The U.S. Department of Justice said in a court filing that it intends to defend an exemption for religious schools and universities from an anti-discrimination federal law.
The Religious Exemption Accountability Project (REAP), an LGBTQ advocacy group, filed the lawsuit on behalf of the students in March in an Oregon federal court. The suit seeks to challenge the application of Title IX, which outlaws sex-based discrimination in institutions that accept federal funding except those “controlled by a religious organization.”
Three Christian universities, along with the Council for Christian Colleges & Universities, have petitioned to intervene in the case under the presumption that the Biden administration would not defend their Title IX religious exemptions. The Justice Department, however, declared in the June 9 court filing that its interests “coincide” with those of the Christian institutions, and that it “will represent those interests adequately.”
“At this stage of the litigation, it is premature to conclude that the Federal Defendants would neglect to raise, or be ‘ill-equipped’ to develop, effective arguments in support of the Religious Exemption,” the department said in the filing, obtained and reported by The Washington Post.

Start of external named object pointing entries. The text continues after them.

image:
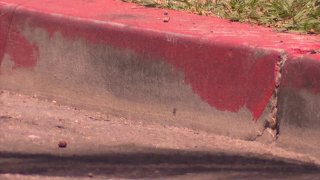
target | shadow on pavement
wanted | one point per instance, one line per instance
(153, 163)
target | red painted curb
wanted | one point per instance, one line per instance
(231, 66)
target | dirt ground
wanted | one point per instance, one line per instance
(106, 146)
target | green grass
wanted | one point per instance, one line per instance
(284, 15)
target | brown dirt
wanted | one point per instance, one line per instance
(101, 146)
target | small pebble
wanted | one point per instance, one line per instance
(62, 144)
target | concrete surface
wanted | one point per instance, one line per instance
(107, 146)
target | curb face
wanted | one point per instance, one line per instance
(218, 75)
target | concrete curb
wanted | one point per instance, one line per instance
(200, 72)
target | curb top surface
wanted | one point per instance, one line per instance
(210, 29)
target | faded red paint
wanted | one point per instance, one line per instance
(219, 59)
(303, 73)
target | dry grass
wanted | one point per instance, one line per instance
(284, 15)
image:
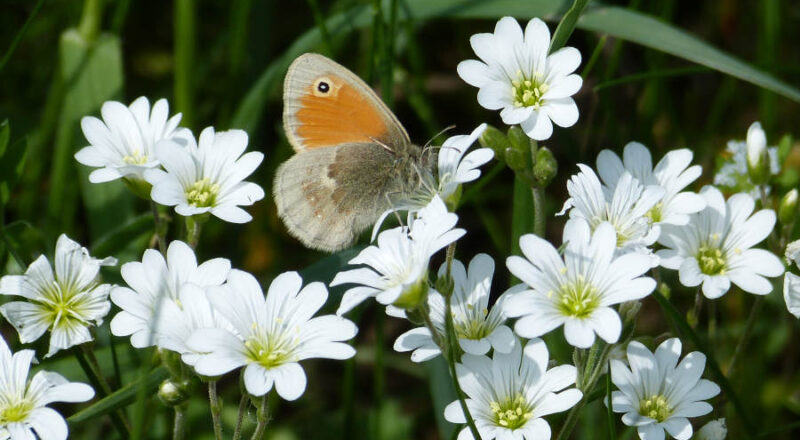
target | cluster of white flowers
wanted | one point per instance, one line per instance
(161, 161)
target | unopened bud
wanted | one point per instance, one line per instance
(413, 295)
(545, 168)
(788, 208)
(173, 393)
(757, 156)
(713, 430)
(496, 140)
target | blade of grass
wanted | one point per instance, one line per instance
(567, 25)
(676, 317)
(185, 37)
(21, 33)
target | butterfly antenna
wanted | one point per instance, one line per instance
(443, 131)
(384, 146)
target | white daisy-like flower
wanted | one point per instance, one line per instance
(509, 394)
(517, 75)
(657, 393)
(24, 414)
(454, 168)
(207, 176)
(625, 206)
(478, 328)
(716, 247)
(579, 290)
(66, 302)
(672, 173)
(154, 283)
(713, 430)
(123, 143)
(272, 335)
(397, 268)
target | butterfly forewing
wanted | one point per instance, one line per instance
(326, 105)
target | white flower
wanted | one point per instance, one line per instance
(716, 247)
(453, 170)
(657, 393)
(208, 176)
(67, 303)
(271, 334)
(672, 173)
(154, 283)
(791, 293)
(579, 290)
(398, 265)
(478, 328)
(24, 414)
(713, 430)
(625, 207)
(517, 75)
(509, 395)
(122, 144)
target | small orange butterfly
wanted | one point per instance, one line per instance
(353, 155)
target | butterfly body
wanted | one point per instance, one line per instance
(353, 156)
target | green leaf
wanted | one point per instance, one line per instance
(5, 133)
(120, 398)
(116, 240)
(92, 74)
(11, 165)
(617, 22)
(442, 393)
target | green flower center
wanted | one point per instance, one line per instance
(654, 214)
(467, 328)
(711, 260)
(203, 193)
(15, 412)
(511, 413)
(135, 158)
(655, 407)
(272, 349)
(528, 92)
(578, 298)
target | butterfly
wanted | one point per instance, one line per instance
(353, 161)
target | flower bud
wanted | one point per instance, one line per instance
(414, 295)
(757, 155)
(173, 393)
(788, 208)
(546, 167)
(494, 139)
(139, 187)
(713, 430)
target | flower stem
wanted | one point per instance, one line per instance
(179, 423)
(160, 230)
(88, 363)
(451, 350)
(244, 402)
(215, 403)
(694, 314)
(748, 332)
(193, 228)
(262, 417)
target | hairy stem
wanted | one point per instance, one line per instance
(215, 404)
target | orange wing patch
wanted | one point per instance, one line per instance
(333, 113)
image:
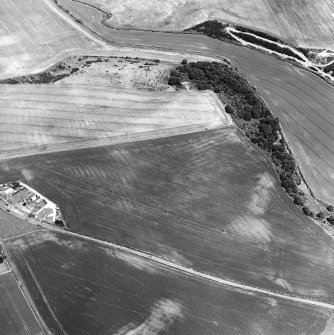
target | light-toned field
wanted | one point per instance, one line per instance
(16, 317)
(41, 118)
(289, 91)
(31, 32)
(98, 290)
(306, 22)
(122, 73)
(209, 201)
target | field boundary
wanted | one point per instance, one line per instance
(247, 289)
(24, 290)
(108, 15)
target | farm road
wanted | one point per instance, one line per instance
(191, 272)
(289, 91)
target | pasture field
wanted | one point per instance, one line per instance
(11, 226)
(32, 31)
(306, 23)
(16, 317)
(96, 290)
(207, 200)
(290, 92)
(41, 118)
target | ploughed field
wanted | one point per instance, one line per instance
(307, 22)
(32, 32)
(207, 200)
(16, 317)
(294, 95)
(41, 118)
(96, 290)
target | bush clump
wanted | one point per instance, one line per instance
(331, 220)
(229, 109)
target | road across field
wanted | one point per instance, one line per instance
(192, 272)
(48, 118)
(299, 98)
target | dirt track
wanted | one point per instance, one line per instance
(191, 272)
(63, 117)
(294, 95)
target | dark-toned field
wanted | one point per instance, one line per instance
(304, 22)
(16, 317)
(208, 200)
(296, 96)
(35, 118)
(93, 290)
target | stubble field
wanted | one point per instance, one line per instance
(208, 200)
(42, 118)
(94, 290)
(306, 23)
(291, 92)
(15, 315)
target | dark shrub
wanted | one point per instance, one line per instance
(256, 111)
(247, 116)
(307, 211)
(330, 208)
(331, 220)
(174, 81)
(229, 109)
(298, 200)
(175, 73)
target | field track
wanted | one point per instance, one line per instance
(32, 31)
(132, 294)
(46, 118)
(292, 93)
(15, 314)
(307, 23)
(191, 272)
(209, 201)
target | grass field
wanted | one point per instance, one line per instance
(290, 92)
(208, 200)
(93, 290)
(16, 317)
(305, 22)
(31, 32)
(36, 118)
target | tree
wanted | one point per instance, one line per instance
(247, 116)
(174, 73)
(331, 220)
(229, 109)
(265, 129)
(256, 111)
(298, 200)
(174, 81)
(307, 211)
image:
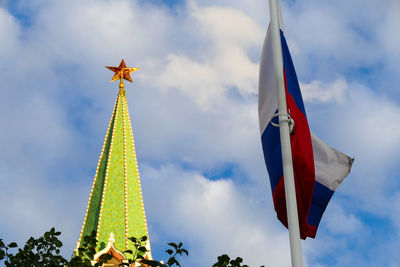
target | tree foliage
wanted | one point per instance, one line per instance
(45, 252)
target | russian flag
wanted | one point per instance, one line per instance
(318, 168)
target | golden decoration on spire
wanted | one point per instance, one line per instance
(122, 72)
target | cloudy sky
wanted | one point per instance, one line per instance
(194, 111)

The Christian institutions and the Justice Department share the same “ultimate objective,” which is to defend the religious exemption and its current application, the filing stated, urging the court to not grant the request for intervention.
The filing also affirmed that just because the Education Department is undertaking a “comprehensive review” of Title IX regulations, it doesn’t mean the Justice Department will not perform its duty to uphold existing legal statutes, including the religious exemption.
“Neither the Administration’s stated policy positions nor the [Education] Department’s review of existing regulations abrogate the government’s duty to defend federal statutes and regulations in court as a legal matter,” the Justice Department stated.
“What this means is that the government is now aligning itself with anti-LGBTQ hate in order to vigorously defend an exemption that everyone knows causes severe harm to LGBTQ students using taxpayer money,” Southwick said. “It will make our case harder if the federal government plans to vigorously defend it like they have indicated.”
Alliance Defending Freedom (ADF), the legal group representing the Christian universities in their petition, warned that depending on the outcome of the lawsuit, schools could lose their federal funding for “operating according to Christian beliefs on sexuality.”